India’s apex Hospitality Association – Federation of Hotel & Restaurant Associations of India (FHRAI) has submitted a comprehensive list of recommendations on the upcoming Union Budget 2022-23 to the Finance Ministry outlining some of the much-needed expectations of the Hospitality industry. The Association has requested that the industry to be allowed to carry forward business losses up from the existing 8 years to 12 years and avail the SEIS/EPCG (Service Exports from India Scheme/ Export Promotion Capital Goods) benefits without any capping and rate reductions.
It also expects the Budget to provide extension on the timeline for export obligation under EPCG scheme and grant Export Status to the industry; inclusion of hotels and tourism related sectors in the National Infrastructure Pipeline (NIP), offer special emphasis for promoting meetings and conferences at hotels in view of the massive setback that hotels suffered due to the pandemic; grant Infrastructure Status to the hospitality industry, and provision of special tax incentives for domestic travel.
“We are requesting that hotels and tourism related sectors be included in infrastructure projects listed in the National Infrastructure Pipeline (NIP) set up under the Development Financial Institution (DFI) by the Ministry of Finance for promoting infrastructure funding. This will enable the COVID hit hospitality sector to avail funds with extended repayment periods at a low rate of interest. The hotel industry is a long gestation industry which incurs losses in the initial years of operations and profitability improves only after few years. Because of this, most hotels carry forward business losses with the expectation to set them off over the coming years. However, the industry’s profitability took a massive hit due to the unprecedented pandemic conditions and expects businesses to post losses for the next few years.
This may result in hotels being unable to set off past business losses within a period of eight years, adversely impacting cash-flow and RoI. Hence, we request that business losses be allowed to be carried forward from the existing 8 years to 12 years,” says Mr Gurbaxish Singh Kohli, Vice President, FHRAI. The hospitality industry is facing an existential crisis due to the lockdowns and restrictions imposed on it due to the on-going pandemic. FHRAI has stated that the sector is relying heavily on the support and favourable policies of the Government for its recovery.

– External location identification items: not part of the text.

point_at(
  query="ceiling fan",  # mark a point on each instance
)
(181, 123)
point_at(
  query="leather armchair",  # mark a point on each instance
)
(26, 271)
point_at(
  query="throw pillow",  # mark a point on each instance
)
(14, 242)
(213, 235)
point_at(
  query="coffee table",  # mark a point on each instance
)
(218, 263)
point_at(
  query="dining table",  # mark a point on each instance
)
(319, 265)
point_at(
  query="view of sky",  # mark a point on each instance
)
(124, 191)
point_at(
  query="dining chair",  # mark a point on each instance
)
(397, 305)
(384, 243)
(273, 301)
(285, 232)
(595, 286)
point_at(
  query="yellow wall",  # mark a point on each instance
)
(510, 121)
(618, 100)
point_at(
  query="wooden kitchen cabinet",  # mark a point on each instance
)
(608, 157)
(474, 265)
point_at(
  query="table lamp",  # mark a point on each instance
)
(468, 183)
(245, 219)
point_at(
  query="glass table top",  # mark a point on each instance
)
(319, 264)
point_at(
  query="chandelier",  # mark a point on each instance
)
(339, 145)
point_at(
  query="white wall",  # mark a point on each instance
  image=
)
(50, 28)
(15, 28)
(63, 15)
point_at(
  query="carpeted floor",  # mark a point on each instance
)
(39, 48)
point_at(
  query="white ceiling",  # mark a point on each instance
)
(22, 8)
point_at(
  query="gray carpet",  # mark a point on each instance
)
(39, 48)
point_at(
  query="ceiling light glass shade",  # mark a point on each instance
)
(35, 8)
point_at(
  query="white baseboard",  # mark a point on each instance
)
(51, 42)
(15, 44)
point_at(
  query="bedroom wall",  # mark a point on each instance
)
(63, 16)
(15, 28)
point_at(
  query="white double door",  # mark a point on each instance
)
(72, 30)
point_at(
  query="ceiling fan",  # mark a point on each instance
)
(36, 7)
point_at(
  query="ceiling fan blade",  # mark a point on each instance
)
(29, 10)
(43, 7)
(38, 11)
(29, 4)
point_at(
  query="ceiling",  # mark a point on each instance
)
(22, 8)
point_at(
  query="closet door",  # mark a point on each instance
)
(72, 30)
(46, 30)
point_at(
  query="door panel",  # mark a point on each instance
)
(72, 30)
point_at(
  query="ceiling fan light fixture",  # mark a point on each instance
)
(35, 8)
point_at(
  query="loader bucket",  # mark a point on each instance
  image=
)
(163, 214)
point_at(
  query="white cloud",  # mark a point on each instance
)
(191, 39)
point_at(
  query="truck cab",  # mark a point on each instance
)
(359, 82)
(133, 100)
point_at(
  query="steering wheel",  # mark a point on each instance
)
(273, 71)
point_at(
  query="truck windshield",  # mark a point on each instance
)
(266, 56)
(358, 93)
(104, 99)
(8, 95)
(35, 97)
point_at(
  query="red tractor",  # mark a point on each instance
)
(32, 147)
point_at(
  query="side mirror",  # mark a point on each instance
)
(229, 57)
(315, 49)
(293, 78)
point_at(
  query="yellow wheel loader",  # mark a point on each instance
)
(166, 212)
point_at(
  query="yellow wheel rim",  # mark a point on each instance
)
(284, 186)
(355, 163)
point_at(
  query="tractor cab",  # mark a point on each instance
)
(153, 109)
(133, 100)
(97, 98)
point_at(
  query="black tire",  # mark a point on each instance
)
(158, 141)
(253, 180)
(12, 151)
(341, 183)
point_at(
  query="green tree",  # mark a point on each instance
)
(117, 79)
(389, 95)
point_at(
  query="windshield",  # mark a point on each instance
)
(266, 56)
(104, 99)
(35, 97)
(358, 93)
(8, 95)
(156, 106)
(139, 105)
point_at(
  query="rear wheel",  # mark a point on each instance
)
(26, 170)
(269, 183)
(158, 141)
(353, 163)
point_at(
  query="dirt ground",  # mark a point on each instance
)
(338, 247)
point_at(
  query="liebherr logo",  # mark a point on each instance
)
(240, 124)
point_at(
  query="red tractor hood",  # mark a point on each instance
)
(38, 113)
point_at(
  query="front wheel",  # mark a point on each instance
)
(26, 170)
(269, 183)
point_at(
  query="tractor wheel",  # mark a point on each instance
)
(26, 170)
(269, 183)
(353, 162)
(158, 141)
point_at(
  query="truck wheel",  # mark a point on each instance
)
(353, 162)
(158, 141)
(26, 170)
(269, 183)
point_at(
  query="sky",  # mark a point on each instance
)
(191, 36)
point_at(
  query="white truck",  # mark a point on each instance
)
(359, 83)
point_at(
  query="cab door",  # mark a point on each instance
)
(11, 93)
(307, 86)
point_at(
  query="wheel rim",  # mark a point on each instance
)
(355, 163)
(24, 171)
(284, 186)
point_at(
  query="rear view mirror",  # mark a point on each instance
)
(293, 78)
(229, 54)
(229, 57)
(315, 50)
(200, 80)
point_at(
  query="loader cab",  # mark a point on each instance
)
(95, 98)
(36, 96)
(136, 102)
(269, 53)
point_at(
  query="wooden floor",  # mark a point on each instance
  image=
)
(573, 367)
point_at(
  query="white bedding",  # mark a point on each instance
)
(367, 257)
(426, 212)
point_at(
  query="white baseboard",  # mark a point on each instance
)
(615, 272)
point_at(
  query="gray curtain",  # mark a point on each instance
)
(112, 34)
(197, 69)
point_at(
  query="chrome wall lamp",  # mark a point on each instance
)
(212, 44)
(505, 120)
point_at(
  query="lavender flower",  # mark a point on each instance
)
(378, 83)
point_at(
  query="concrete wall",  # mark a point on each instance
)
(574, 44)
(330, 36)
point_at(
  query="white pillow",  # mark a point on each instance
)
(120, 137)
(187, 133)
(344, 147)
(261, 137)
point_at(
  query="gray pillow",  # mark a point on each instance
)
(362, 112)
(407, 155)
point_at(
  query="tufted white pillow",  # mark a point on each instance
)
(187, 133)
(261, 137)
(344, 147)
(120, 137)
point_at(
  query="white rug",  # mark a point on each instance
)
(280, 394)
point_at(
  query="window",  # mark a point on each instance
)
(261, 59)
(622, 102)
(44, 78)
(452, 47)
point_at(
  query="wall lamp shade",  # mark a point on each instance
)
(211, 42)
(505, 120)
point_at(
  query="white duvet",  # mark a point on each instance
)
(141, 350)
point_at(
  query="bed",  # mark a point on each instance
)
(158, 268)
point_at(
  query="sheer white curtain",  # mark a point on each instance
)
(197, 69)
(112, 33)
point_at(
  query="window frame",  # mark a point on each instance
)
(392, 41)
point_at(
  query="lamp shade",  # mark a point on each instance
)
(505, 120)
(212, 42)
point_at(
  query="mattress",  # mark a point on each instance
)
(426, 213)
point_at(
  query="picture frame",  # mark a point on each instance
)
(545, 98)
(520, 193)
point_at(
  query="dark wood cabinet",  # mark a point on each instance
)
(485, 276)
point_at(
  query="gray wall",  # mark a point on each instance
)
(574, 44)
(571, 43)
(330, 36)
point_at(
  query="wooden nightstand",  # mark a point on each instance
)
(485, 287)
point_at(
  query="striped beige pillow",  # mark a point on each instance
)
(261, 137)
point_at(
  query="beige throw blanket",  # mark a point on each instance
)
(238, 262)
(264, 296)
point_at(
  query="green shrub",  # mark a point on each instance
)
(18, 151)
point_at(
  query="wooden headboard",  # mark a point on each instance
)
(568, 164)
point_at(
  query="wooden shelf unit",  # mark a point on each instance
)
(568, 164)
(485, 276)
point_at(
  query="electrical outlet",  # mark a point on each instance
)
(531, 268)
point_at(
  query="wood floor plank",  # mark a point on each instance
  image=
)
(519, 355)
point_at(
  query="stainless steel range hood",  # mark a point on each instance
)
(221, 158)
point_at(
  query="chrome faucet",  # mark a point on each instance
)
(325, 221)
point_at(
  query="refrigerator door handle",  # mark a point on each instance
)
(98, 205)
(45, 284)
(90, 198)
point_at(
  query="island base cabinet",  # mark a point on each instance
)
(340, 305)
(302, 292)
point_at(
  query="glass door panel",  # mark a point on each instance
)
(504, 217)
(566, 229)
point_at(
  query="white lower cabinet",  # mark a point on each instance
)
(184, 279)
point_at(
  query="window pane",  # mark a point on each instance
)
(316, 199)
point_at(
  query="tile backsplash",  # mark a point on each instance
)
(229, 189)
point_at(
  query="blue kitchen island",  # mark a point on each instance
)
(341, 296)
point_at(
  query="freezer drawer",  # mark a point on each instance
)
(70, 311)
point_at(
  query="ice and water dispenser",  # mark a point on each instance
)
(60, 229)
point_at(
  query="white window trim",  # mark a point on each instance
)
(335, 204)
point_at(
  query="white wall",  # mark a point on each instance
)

The Association has stated that hotels under Service Sectors witnessed a high decline in business scenarios post 2007. Occupancy dropped by 20 per cent to 40 per cent and the decline of foreign exchange earnings during this period had been in excess of 5% on a year-on-year basis. “Increasing SEIS entitlement from existing 3 per cent to 10 per cent of the net Foreign Exchange Earnings for the next three to five financial years will help the industry mitigate some of the damage inflicted on it due to the pandemic. Also, to accelerate and incentivize all-round development of Tourism infrastructure catering to foreign tourists, fiscal incentives in the form of SEIS certificates and import against EPCG should be continued for the near future. In view of the volatile economic environment, the timeline for meeting Export Obligations (EO) should also be extended by at least four years for all the EPCG licenses which has EO period falling from February 2020 onwards.
The granting of Export Status to hospitality Industry with tax incentives and benefits would enable the sector to be more competitive and help the sector to jumpstart its growth,” says Mr Pradeep Shetty, Jt. Hon. Sec., FHRAI.
Among other recommendations, the FHRAI has asked that special emphasis be given for promoting meetings and conferences at hotels in India in view of the massive losses suffered through the pandemic. In its recommendations to the FinMin, the FHRAI has once again pleaded for one of the industry’s long-standing demands of receiving Infrastructure status and Industry status.